Mellone et al. [30] examined the validity of a smartphone-based iTUG in 49 participants without specific inclusion or exclusion criteria. The smartphone was compared against the McRoberts Dynaport Hybrid, a research-grade device. Both devices were attached to the lower back and recorded data simultaneously. The study identified heel strikes and computed step time, sit-to-stand duration, and total completion time. Intra-rater reliability was 69.75, and inter-rater reliability was 94.25.

Turki S. Abualait et al. [33] investigated the effect of assistive walking devices on modified iTUG performance in 20 healthy adults (22.8 ± 4.42 years). The study analyzed spatio-temporal and functional mobility parameters, reporting significant differences in stride velocity, stride length, and cadence (p = 0.001) when walking with and without aid. Sit-to-stand time was slower compared to walking with a walker (p = 0.004) or a cane (p = 0.004). No significant difference was observed between the cane and the four-wheeled walker (p = 0.94). The findings indicate that assistive devices alter gait by increasing stride time and reducing cadence, but the study did not address automation or remote monitoring. A summary of the reviewed related studies is provided in Table 1.

Existing studies are either focusing on multiple sensors or assume controlled conditions [14,15,16,30,32]. Few combine simplicity with adaptability. Our work addresses this gap by using a single smartphone at the lower back, adaptive preprocessing to handle quiet starts and curvilinear turns, sensor fusion for better phase detection, and supervised learning for robust classification. We validate the approach against video ground truth using group K-fold cross-validation and support feasibility for practical deployment.

3. Methodology

A custom Android application was developed to record motion data using the smartphone’s built-in inertial sensors. Before each trial, the experimenter entered participant ID and demographics (age, height, and weight) and selected activity type, trial number, and recording duration from drop-down menus. Data capture was started manually. At the end of each session, sensor data and metadata were combined into a single JSON file and uploaded to a secure server at Aberystwyth University. If no internet connection was available, the file was stored locally and uploaded automatically once connectivity was restored.

3.1. Participants

A total of 27 volunteers (13 males, 14 females; age:

71.5 \pm 12.07

years; weight:

67.8 \pm 14.36

kg; height:

165.5 \pm 10.2

cm) were recruited. Participants were classified as frail based on slow walking speed (<

0.8 m s^{- 1}

) and prolonged TUG completion time (>

10 s

) [6]. All participants were able to walk independently. Five participants had Parkinson’s disease, while the remaining participants had no additional neurological or chronic physical conditions that could affect gait during the TUG test. Sample sizes were determined based on recruitment feasibility and the study’s focus on older adults (n = 22), for whom TUG test performance is most clinically relevant. A Parkinson’s disease subgroup (n = 5) was included to assess the feasibility and adaptability of the proposed algorithm within a clinical cohort. These allocations reflect practical constraints and the exploratory nature of the study.

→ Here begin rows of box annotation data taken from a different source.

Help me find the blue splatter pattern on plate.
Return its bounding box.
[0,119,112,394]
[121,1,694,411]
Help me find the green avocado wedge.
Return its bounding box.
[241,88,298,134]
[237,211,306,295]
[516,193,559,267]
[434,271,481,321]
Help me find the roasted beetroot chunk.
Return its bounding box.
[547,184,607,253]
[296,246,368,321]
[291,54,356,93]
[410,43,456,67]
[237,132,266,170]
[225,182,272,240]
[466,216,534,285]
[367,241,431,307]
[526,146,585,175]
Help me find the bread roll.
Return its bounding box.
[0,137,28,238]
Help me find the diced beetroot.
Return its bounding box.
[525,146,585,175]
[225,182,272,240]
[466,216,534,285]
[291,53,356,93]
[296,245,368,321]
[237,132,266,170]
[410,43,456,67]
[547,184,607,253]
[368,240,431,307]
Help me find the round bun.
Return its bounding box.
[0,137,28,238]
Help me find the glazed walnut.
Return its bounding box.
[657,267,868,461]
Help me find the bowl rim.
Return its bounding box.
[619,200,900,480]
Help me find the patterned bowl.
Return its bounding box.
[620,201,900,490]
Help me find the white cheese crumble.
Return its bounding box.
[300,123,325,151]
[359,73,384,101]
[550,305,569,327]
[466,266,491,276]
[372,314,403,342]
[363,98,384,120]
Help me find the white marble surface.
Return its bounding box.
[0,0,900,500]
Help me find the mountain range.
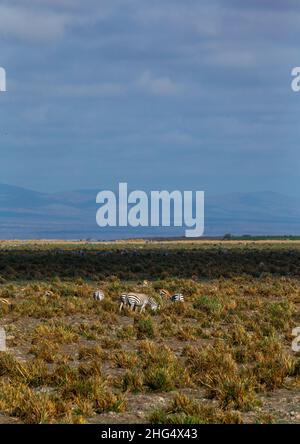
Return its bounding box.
[0,184,300,240]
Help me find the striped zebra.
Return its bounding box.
[120,293,158,313]
[120,293,128,312]
[159,289,184,302]
[93,290,104,301]
[0,298,13,310]
[170,293,184,302]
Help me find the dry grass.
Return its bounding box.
[0,243,300,424]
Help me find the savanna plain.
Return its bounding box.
[0,241,300,424]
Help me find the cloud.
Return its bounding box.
[137,71,183,96]
[0,5,71,41]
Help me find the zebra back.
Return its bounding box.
[171,293,184,302]
[93,290,104,301]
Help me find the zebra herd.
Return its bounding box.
[93,289,184,313]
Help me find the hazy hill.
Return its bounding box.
[0,184,300,239]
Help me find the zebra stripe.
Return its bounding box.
[171,293,184,302]
[120,293,158,313]
[159,289,184,302]
[120,293,128,311]
[93,290,104,301]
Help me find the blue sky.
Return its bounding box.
[0,0,300,194]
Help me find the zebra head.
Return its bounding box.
[148,298,159,311]
[159,288,170,299]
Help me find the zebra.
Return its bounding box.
[120,293,158,313]
[93,290,104,301]
[159,289,184,302]
[119,293,128,312]
[170,293,184,302]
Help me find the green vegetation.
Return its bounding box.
[0,241,300,424]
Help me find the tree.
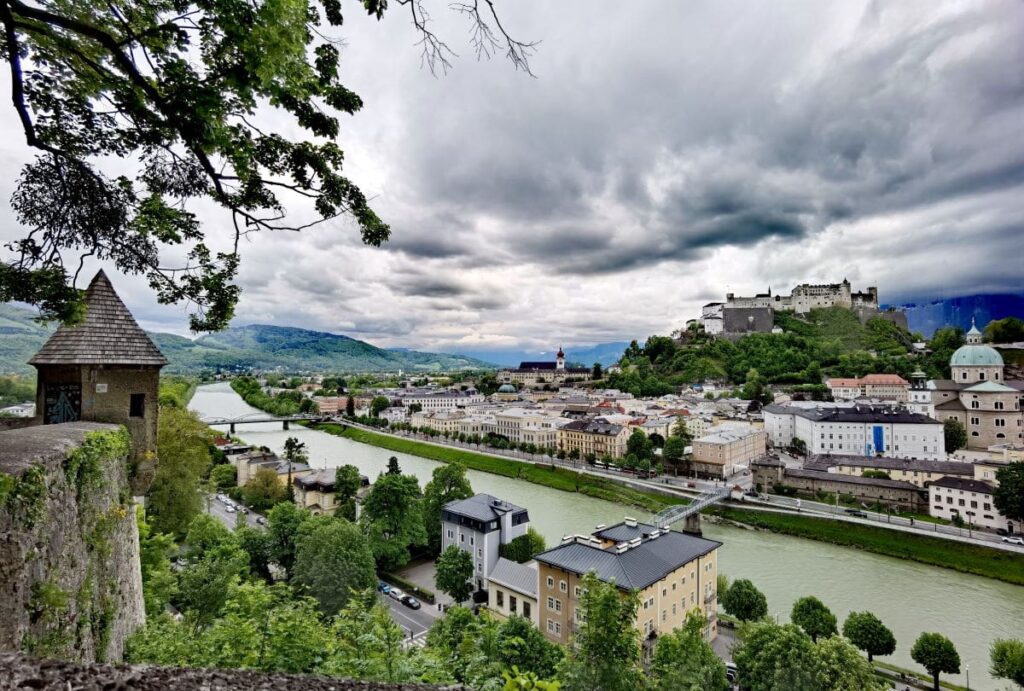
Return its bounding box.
[942,418,967,454]
[649,611,729,691]
[0,0,535,331]
[790,596,838,642]
[732,622,823,691]
[334,465,362,521]
[498,526,547,564]
[989,639,1024,687]
[423,463,473,554]
[843,612,896,662]
[359,474,427,571]
[559,573,643,691]
[148,408,211,536]
[242,468,287,511]
[814,636,890,691]
[292,516,377,616]
[718,578,768,621]
[370,396,391,418]
[910,634,959,691]
[992,461,1024,521]
[434,545,473,604]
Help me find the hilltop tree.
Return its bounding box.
[423,463,473,554]
[718,578,768,621]
[992,461,1024,521]
[910,634,959,691]
[790,596,838,642]
[942,418,967,454]
[843,612,896,662]
[0,0,534,331]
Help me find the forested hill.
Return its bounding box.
[0,304,493,374]
[607,308,964,395]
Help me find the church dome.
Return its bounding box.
[949,344,1002,368]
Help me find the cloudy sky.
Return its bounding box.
[0,0,1024,351]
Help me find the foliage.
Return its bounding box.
[559,573,643,691]
[648,610,729,691]
[242,468,286,512]
[989,639,1024,687]
[992,461,1024,521]
[942,418,967,454]
[843,612,896,662]
[790,596,839,642]
[910,634,959,691]
[292,516,377,615]
[423,463,473,554]
[498,526,548,564]
[359,474,427,571]
[148,407,213,536]
[434,545,473,604]
[718,578,768,621]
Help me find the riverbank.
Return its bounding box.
[308,423,686,513]
[310,423,1024,586]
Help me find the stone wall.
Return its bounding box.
[0,422,145,662]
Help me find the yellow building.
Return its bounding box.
[535,518,722,644]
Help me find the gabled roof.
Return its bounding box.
[29,270,167,366]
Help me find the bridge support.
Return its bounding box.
[683,511,703,537]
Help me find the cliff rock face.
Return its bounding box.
[0,422,145,662]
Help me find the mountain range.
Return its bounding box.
[0,304,495,374]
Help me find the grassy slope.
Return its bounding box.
[315,424,1024,585]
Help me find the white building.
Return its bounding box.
[441,494,529,591]
[928,477,1020,532]
[763,404,946,461]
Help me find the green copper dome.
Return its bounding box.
[949,344,1002,368]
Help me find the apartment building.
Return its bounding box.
[536,519,722,644]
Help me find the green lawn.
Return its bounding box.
[310,423,686,513]
[710,506,1024,586]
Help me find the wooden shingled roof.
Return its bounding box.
[29,270,167,366]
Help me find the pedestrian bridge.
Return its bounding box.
[651,486,732,535]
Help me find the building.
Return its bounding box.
[536,519,722,645]
[825,375,910,403]
[928,477,1021,532]
[911,325,1024,450]
[29,271,167,493]
[691,425,768,478]
[497,348,591,386]
[556,418,632,459]
[804,456,976,489]
[487,557,540,629]
[441,494,529,591]
[762,403,946,461]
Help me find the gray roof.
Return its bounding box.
[535,531,722,591]
[487,557,537,599]
[804,456,974,477]
[444,493,525,521]
[29,271,167,366]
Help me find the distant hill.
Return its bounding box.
[459,341,629,368]
[893,293,1024,338]
[0,304,494,374]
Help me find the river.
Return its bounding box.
[190,384,1024,690]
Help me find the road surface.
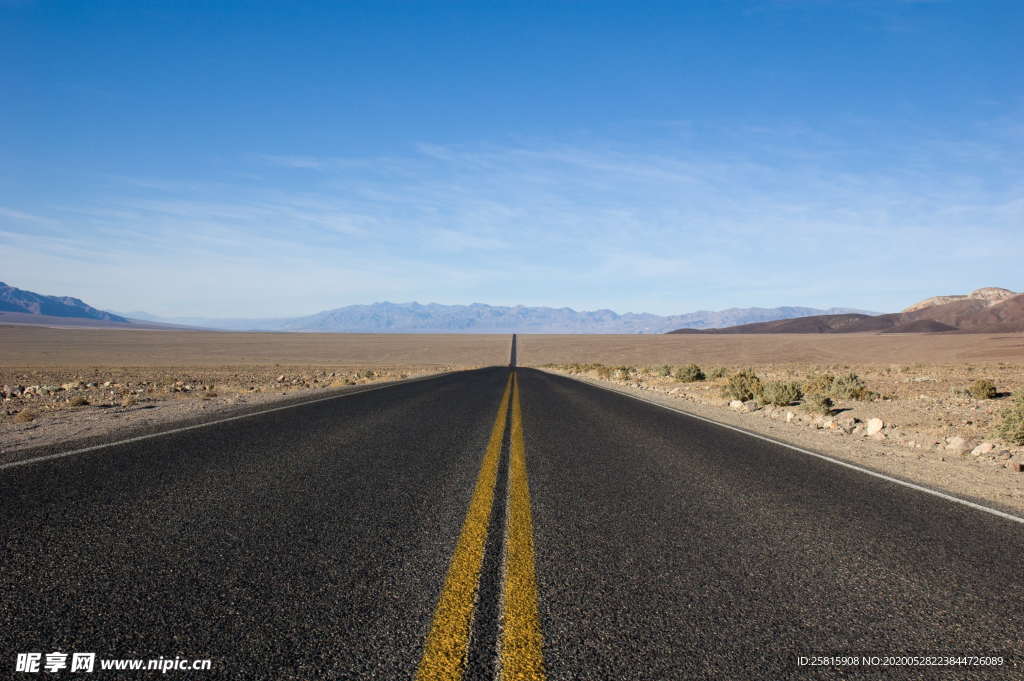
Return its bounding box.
[0,367,1024,681]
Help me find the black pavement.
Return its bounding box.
[0,368,1024,681]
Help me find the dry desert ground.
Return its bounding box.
[0,326,1024,511]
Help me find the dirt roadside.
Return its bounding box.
[543,367,1024,515]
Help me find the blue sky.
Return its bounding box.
[0,0,1024,316]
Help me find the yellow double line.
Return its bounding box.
[416,372,545,681]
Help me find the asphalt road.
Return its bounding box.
[0,368,1024,681]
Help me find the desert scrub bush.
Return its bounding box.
[828,372,878,399]
[722,369,764,402]
[614,367,636,380]
[675,365,705,383]
[804,394,833,416]
[803,372,879,399]
[803,374,836,395]
[760,381,804,407]
[967,378,999,399]
[995,392,1024,444]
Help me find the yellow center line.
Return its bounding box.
[416,375,512,681]
[498,372,545,681]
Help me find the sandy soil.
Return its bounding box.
[0,326,511,368]
[518,334,1024,366]
[0,365,456,463]
[6,326,1024,511]
[547,363,1024,513]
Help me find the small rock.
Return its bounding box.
[946,435,971,454]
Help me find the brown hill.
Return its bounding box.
[670,288,1024,334]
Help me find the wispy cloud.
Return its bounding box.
[0,116,1024,316]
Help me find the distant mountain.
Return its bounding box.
[0,284,876,334]
[670,287,1024,334]
[148,302,872,334]
[0,282,128,324]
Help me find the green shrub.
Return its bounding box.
[804,372,878,399]
[614,367,636,380]
[804,394,833,416]
[804,374,836,395]
[760,381,804,407]
[828,373,874,399]
[995,392,1024,444]
[967,378,999,399]
[722,369,764,402]
[676,365,705,383]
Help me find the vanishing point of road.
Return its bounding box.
[0,337,1024,681]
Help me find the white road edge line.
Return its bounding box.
[0,372,455,470]
[541,370,1024,524]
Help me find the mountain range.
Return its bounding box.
[9,283,1024,334]
[0,284,876,334]
[121,302,872,334]
[0,282,128,324]
[670,287,1024,334]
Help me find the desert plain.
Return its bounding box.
[0,325,1024,512]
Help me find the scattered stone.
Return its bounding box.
[946,435,971,454]
[971,442,995,457]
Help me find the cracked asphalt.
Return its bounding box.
[0,368,1024,681]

While our smartphone-based system has been validated on diverse subject datasets, comprising older adults and patients with Parkinson’s disease, the current implementation does not explicitly differentiate between these groups during segmentation. However, the adaptive preprocessing and phase-level analysis are designed to generalize across heterogeneous gait patterns, making the approach suitable for future group-specific modeling.

All participants provided informed consent before participation. The study was approved by Aberystwyth University and NHS Ethical Committees and conducted in accordance with the Declaration of Helsinki.

3.2. Data Collection

TUG Protocol: Participants performed the standard TUG test, which consists of rising from a chair, walking three meters, turning 180 degrees, walking back, and sitting down while turning 180 degrees, as illustrated in Figure 1.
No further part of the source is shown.